Konkret sollte Parlamentspräsident David Sassoli nun auf Grundlage von Artikel 265 des EU-Aktionsvertrags die Kommission auffordern, den neuen Mechanismus unverzüglich zu nutzen. Reagiert die Behörde nicht innerhalb von zwei Monaten zufriedenstellend, kann eine förmliche Beschwerde beim Europäischen Gerichtshof eingereicht werden. Diese müsste dann entscheiden, ob die Kommission tätig werden soll oder ob sie sich an die Entscheidung der Staats- und Regierungschefs halten kann.
Nur eine Verzögerung?
Für die EU-Kommission um Ursula von der Leyen ist das Vorgehen des Parlaments beschwerlich. Sie hatte im vergangenen Jahr die Einigung zwischen Staats- und Regierungschefs unterstützt und sagte, dass durch die Verzögerung kein Fall verloren gehe. Zudem hat der zuständige Haushaltskommissar Johannes Hahn kürzlich angedeutet, dass in der kommenden Woche Leitlinienentwürfe zur Umsetzung der Verordnung vorgelegt werden sollen.

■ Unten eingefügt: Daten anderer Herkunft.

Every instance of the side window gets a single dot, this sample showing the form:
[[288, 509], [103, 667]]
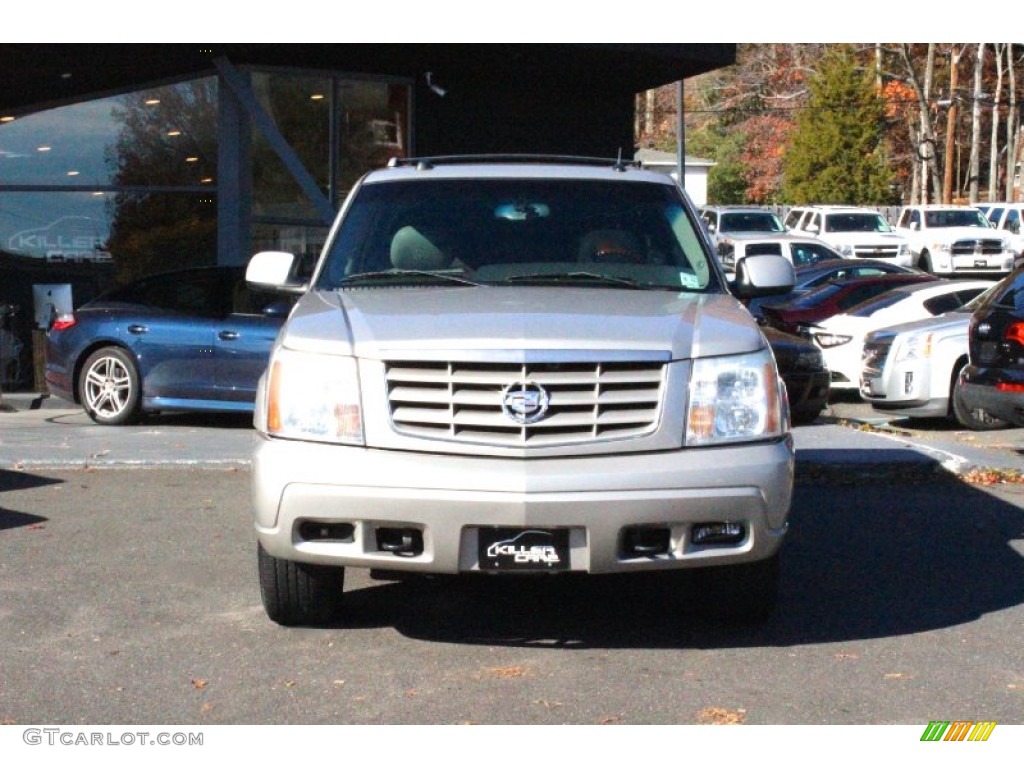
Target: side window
[[862, 293], [808, 253], [940, 304], [764, 249]]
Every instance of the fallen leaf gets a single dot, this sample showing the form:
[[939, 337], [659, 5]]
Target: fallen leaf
[[721, 716], [506, 672]]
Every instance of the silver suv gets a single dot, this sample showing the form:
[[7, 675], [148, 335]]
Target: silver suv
[[519, 367], [855, 232]]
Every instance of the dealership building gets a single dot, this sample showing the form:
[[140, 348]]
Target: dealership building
[[122, 161]]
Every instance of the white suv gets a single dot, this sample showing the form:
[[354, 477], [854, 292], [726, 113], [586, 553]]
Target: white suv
[[1007, 217], [954, 240], [520, 367], [855, 232]]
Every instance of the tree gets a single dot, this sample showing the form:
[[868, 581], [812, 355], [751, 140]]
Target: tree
[[838, 152]]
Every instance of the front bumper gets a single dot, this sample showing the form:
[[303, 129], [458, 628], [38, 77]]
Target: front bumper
[[905, 388], [444, 500]]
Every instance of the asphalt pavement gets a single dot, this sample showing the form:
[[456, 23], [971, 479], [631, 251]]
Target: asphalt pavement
[[41, 431]]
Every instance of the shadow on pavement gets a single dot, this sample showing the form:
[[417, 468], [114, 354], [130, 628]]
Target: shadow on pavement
[[863, 559]]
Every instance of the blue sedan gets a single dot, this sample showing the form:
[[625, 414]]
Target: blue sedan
[[189, 340]]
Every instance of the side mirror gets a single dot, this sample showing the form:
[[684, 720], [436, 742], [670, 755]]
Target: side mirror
[[274, 270], [763, 274]]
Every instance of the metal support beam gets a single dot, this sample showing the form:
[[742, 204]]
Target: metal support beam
[[244, 93]]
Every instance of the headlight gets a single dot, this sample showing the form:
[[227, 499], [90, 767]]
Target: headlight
[[832, 340], [734, 398], [313, 397], [918, 346]]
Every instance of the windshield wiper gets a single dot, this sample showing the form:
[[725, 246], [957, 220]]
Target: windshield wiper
[[399, 274], [580, 276]]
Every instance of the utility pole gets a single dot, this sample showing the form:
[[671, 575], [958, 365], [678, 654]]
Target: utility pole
[[680, 135], [947, 181]]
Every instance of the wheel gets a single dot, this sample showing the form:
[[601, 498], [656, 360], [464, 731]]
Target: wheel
[[977, 419], [803, 417], [738, 594], [109, 387], [298, 593]]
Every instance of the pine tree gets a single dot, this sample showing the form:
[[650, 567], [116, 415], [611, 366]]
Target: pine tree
[[838, 152]]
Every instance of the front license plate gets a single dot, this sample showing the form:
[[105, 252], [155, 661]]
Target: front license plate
[[523, 549]]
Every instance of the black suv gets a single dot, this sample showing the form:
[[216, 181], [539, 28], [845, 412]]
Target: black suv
[[994, 378]]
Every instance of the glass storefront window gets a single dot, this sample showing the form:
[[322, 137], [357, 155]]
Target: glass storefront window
[[101, 193], [163, 135]]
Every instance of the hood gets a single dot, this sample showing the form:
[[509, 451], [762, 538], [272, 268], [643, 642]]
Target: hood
[[952, 233], [949, 323], [384, 324]]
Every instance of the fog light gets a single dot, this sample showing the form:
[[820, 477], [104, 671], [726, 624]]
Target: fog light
[[327, 531], [718, 532]]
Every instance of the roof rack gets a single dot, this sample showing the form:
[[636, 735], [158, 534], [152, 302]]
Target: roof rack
[[425, 164]]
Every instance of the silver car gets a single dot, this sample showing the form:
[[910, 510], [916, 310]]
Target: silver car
[[520, 368], [911, 370]]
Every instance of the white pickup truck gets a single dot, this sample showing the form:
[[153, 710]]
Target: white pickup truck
[[950, 240]]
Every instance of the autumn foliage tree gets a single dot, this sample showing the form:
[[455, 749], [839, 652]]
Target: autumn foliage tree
[[838, 152]]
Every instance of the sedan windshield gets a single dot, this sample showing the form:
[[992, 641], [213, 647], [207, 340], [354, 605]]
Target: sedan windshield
[[856, 222], [966, 217], [751, 221], [517, 231]]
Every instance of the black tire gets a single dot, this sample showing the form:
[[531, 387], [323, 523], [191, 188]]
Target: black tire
[[738, 594], [803, 417], [977, 419], [109, 387], [298, 593]]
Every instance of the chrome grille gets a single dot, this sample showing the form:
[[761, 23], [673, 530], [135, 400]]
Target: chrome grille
[[877, 252], [875, 353], [980, 247], [463, 401]]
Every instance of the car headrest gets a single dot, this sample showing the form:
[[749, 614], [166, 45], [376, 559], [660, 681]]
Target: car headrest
[[610, 246], [411, 249]]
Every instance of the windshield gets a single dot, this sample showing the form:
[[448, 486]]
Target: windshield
[[517, 230], [856, 222], [966, 217], [751, 221]]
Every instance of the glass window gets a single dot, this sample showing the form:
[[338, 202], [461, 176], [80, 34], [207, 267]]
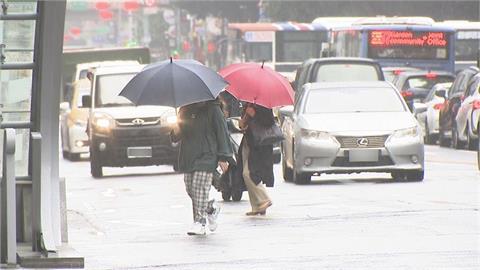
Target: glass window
[[108, 87], [258, 51], [349, 100], [346, 72], [296, 46], [467, 45], [425, 82]]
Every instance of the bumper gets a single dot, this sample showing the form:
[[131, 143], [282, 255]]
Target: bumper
[[112, 148], [78, 140], [329, 157]]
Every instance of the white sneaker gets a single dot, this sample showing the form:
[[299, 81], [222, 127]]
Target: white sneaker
[[212, 218], [197, 229]]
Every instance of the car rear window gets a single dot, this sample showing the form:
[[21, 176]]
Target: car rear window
[[344, 72], [348, 100], [426, 82]]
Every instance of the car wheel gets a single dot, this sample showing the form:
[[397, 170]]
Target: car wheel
[[287, 172], [398, 176], [415, 175], [456, 143], [226, 194], [301, 178], [74, 156], [95, 167], [65, 154], [237, 196]]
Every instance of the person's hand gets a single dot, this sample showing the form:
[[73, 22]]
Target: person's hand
[[223, 165], [176, 129]]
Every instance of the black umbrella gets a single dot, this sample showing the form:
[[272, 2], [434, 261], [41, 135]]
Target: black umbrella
[[174, 83]]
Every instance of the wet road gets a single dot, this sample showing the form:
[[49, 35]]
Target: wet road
[[136, 218]]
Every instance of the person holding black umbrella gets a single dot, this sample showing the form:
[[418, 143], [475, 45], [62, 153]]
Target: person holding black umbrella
[[201, 128], [204, 145]]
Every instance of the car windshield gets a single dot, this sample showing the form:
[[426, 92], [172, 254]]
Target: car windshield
[[346, 72], [348, 100], [109, 86], [425, 82]]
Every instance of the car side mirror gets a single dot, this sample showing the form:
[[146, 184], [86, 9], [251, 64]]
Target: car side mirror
[[419, 108], [441, 93], [86, 101], [286, 111], [64, 106]]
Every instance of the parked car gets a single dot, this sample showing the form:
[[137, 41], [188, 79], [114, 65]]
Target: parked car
[[122, 134], [427, 113], [448, 114], [73, 122], [337, 69], [468, 116], [351, 127], [391, 72], [415, 85]]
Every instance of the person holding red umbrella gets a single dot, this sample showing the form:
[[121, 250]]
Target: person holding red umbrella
[[263, 89], [256, 161]]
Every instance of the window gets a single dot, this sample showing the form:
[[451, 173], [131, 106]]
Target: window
[[350, 100], [108, 87], [296, 46], [346, 72]]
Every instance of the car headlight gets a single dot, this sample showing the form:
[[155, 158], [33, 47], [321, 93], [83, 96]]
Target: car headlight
[[103, 121], [316, 135], [80, 123], [412, 132], [171, 119]]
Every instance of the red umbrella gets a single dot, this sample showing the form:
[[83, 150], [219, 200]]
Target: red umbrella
[[258, 84]]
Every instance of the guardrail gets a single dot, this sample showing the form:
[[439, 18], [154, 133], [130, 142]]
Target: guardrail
[[8, 216]]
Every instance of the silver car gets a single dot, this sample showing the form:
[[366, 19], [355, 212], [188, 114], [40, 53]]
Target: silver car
[[351, 127]]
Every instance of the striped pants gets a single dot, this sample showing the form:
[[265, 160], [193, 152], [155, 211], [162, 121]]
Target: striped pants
[[198, 186]]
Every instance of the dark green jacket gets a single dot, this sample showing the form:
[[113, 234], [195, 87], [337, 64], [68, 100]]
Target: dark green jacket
[[204, 138]]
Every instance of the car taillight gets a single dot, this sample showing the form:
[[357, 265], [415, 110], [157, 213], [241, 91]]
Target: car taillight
[[397, 72], [438, 106], [476, 104], [407, 93]]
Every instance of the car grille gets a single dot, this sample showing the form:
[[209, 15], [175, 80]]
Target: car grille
[[344, 162], [145, 121], [141, 136], [362, 142]]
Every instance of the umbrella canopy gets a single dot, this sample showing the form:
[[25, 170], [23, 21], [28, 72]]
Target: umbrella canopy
[[258, 84], [174, 83]]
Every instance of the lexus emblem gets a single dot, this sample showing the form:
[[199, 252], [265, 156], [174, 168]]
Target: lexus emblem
[[362, 142], [138, 121]]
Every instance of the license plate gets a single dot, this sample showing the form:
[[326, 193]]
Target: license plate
[[363, 155], [139, 152]]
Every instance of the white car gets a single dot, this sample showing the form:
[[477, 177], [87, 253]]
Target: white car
[[428, 112], [351, 127]]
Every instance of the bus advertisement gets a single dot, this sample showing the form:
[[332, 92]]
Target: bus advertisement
[[425, 47]]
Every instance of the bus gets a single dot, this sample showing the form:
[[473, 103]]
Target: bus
[[283, 46], [397, 42], [467, 43]]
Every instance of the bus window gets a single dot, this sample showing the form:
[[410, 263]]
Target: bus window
[[258, 51], [467, 45], [296, 46]]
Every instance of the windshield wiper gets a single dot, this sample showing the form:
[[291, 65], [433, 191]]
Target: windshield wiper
[[116, 104]]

Die Abgeordneten sehen dies als Ablenkung. FPÖ-Abgeordneter Moritz Körner machte deutlich, dass die Vorlage der Leitlinien nicht als Maßnahme akzeptiert wird. „Wir wollen, dass die Kommission endlich alle Schritte unternimmt, um Rechtsstaatlichkeit und Demokratie zu verteidigen“, sagte der Grünen-Politiker Daniel Freund. Andernfalls kann es zu irreparablen Schäden kommen.
Die Länder, denen aufgrund der neuen Verordnung Mittelkürzungen drohen, sind in erster Linie die beiden Länder, die gegen die Verordnung vor dem Europäischen Gerichtshof klagen. Ungarn und Polen wird seit langem vorgeworfen, ihren Einfluss auf die Justiz ausgeweitet zu haben. Zudem werden Einschränkungen der Medienfreiheit und ein unzureichender Minderheitenschutz kritisiert.